Помолчали. Попытались переварить сказанное. Фальцетти еще на шаг отступил в темноту.

И все-таки. Что бы там ни было, главным сейчас оставался Дон. И все это признавали. Виновным, но главным.

– Так. Ладно. О судебных издержках будем потом. – Дон поднял руки, требуя тишины, и резко уронил их, словно исполняя аккорд на невидимом пианино. – Пока надо думать, что делать сейчас. Что нам, к примеру, с тобой делать, Джосика?

Джосика брезгливо скривил губы.

– А других проблем у тебя нет?

– Навалом.

– Вот с них и начинай.
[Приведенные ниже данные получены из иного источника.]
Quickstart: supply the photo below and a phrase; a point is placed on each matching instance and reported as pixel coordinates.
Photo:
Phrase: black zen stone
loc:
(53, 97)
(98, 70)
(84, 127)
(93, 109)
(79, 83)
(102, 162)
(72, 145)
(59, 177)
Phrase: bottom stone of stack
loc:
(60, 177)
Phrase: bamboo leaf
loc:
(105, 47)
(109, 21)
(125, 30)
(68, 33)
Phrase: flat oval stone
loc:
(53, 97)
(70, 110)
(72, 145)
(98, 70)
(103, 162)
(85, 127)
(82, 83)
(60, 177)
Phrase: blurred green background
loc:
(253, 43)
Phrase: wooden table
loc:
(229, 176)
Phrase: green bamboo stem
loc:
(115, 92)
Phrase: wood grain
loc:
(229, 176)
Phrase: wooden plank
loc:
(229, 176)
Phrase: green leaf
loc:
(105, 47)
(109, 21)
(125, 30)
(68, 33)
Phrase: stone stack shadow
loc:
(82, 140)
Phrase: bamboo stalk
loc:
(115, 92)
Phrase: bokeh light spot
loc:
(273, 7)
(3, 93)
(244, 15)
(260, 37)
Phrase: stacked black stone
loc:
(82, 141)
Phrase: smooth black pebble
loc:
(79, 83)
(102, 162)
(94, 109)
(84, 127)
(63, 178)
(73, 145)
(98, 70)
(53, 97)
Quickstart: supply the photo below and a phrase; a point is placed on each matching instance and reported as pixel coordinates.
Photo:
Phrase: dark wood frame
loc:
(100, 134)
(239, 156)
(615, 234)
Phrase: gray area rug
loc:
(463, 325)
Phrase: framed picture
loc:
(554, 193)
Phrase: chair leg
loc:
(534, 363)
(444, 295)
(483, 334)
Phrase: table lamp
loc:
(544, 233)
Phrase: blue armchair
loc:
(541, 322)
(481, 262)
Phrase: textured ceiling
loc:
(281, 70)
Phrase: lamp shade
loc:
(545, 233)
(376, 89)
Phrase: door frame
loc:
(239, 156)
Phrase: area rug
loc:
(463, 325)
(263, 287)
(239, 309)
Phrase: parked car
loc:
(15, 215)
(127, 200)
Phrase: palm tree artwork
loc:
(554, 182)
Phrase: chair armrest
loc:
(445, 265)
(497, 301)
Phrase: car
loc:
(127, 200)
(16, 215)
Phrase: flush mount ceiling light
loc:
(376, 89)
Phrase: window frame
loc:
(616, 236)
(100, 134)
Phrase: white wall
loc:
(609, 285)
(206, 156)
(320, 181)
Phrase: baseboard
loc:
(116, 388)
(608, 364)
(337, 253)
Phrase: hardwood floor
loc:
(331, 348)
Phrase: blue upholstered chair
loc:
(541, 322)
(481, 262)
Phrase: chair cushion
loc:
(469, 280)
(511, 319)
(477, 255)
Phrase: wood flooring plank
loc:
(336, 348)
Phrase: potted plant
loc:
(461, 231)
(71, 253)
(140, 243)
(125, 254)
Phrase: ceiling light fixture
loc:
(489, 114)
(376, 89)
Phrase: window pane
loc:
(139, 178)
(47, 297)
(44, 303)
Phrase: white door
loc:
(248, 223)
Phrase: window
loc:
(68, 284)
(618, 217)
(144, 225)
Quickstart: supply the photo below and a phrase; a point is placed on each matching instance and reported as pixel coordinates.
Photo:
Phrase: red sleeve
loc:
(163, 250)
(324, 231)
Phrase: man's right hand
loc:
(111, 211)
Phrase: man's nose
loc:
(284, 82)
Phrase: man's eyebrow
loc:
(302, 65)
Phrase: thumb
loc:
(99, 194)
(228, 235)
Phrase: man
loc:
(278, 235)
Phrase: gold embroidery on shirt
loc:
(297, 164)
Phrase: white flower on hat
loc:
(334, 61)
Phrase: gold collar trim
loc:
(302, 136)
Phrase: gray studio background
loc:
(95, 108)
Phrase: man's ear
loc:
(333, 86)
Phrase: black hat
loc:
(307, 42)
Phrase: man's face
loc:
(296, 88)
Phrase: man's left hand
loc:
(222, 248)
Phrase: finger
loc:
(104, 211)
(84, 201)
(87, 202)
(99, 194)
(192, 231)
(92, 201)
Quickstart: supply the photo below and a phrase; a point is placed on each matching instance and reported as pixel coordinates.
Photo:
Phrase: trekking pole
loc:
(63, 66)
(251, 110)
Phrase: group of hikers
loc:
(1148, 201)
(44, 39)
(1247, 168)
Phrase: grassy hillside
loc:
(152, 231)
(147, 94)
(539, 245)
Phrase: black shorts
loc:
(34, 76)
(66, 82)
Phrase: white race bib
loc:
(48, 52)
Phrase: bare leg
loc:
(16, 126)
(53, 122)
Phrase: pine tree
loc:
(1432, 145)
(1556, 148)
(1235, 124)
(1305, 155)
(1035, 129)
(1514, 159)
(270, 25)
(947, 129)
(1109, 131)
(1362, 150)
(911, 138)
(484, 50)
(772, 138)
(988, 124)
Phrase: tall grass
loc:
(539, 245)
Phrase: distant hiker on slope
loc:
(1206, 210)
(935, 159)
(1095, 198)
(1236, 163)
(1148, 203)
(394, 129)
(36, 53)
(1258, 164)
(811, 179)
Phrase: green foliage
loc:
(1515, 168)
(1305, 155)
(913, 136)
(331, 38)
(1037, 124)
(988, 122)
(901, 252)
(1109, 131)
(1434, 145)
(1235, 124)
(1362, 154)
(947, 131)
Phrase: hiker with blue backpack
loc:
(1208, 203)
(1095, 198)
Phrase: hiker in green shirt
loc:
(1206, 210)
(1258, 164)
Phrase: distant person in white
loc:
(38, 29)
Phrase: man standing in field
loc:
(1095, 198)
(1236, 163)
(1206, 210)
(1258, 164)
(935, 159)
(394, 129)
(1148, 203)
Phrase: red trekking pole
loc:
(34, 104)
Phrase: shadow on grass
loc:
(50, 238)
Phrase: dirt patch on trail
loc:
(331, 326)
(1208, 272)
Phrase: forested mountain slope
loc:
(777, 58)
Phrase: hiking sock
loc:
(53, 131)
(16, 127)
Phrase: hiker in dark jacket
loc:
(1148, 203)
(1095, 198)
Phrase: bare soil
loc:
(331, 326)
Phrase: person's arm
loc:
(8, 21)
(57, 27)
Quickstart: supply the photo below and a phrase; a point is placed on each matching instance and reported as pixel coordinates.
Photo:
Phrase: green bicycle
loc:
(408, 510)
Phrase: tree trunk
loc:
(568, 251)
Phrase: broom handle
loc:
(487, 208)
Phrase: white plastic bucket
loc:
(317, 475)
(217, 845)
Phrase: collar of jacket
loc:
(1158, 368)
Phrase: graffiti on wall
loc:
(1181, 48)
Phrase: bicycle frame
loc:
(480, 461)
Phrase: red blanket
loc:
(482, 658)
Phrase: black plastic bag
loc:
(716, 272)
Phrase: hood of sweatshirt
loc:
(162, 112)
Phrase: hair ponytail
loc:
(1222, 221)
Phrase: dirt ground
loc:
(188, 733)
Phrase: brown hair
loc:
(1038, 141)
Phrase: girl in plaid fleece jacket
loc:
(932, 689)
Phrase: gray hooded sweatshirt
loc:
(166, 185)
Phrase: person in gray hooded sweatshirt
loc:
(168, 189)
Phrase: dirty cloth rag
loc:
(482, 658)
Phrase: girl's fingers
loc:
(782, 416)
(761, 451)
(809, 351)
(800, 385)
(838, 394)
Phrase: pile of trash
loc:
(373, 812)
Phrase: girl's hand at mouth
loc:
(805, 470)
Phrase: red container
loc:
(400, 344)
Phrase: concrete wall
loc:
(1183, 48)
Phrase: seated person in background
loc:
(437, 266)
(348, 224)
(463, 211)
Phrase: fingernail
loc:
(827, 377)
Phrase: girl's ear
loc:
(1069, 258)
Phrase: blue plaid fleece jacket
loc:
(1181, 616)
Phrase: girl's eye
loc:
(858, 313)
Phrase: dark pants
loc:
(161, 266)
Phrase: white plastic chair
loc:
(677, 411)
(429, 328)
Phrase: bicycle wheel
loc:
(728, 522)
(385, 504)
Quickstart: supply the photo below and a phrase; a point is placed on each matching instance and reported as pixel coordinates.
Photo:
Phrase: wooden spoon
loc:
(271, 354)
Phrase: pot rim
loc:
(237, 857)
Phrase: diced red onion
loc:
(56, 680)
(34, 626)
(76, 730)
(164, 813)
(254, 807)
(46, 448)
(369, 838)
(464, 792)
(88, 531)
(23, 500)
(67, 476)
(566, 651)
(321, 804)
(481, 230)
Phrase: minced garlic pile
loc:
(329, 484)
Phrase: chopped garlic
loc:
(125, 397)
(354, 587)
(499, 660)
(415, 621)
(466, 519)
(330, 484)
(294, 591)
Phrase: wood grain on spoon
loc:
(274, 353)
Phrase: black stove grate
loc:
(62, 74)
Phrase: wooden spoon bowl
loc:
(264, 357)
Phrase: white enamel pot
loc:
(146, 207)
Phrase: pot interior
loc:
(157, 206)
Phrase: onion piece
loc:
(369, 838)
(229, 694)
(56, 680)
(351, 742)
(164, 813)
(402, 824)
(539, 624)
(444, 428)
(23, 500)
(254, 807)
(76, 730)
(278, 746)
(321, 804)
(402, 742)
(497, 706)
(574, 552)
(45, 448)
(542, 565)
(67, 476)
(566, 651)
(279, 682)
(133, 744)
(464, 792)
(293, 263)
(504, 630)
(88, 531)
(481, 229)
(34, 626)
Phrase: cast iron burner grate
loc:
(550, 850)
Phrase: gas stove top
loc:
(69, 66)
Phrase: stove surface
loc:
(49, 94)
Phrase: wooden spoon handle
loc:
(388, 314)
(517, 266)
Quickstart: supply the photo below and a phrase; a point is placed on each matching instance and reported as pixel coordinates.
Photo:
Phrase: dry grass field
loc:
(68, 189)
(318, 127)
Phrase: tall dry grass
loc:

А я уж как-нибудь сам.

– Не «как-нибудь сам», – вызверился Дон, – а Джосику надо спасать. От нас же. – Доны согласно закивали. – Уж не знаю, люблю я тебя… то есть ее… или нет, но тоску по ней сейчас чувствую. Сильную, между прочим, тоску.

– Ты всегда такое время для признаний удачное выбираешь, – усмехнулся Джосика.

– Идиот. Это значит, что то же чувствуют и все другие. Во всяком случае, большинство. А другие, как мы видим, разные попадаются. Хоть и с моей памятью, а все же не я. Ты сам об этом и говорил, не помнишь? Словом, унисона не получается. Психи всякие, детишки свихнувшиеся, могут быть и маньяки… Тебя надо изолировать, ты уж извини, но иначе тебе не выжить.

Самому Джосике мысль об изоляции в голову, как видно, не приходила и поначалу очень ему не понравилась. Но он был все-таки дон и думал как Дон, поэтому уговаривать слишком долго его не пришлось.

– Куда же вы меня изолировать собираетесь? – после небольшой перепалки спросил он.

– Как куда? – Дон искренне удивился вопросу. – Есть только одно место, где можно обеспечить тебе полную изоляцию.

– Это какое же? – поинтересовался Джосика, хотя уже и сам начал догадываться.

– Дом Фальцетти. Единственный в городе, оснащенный полной защитой.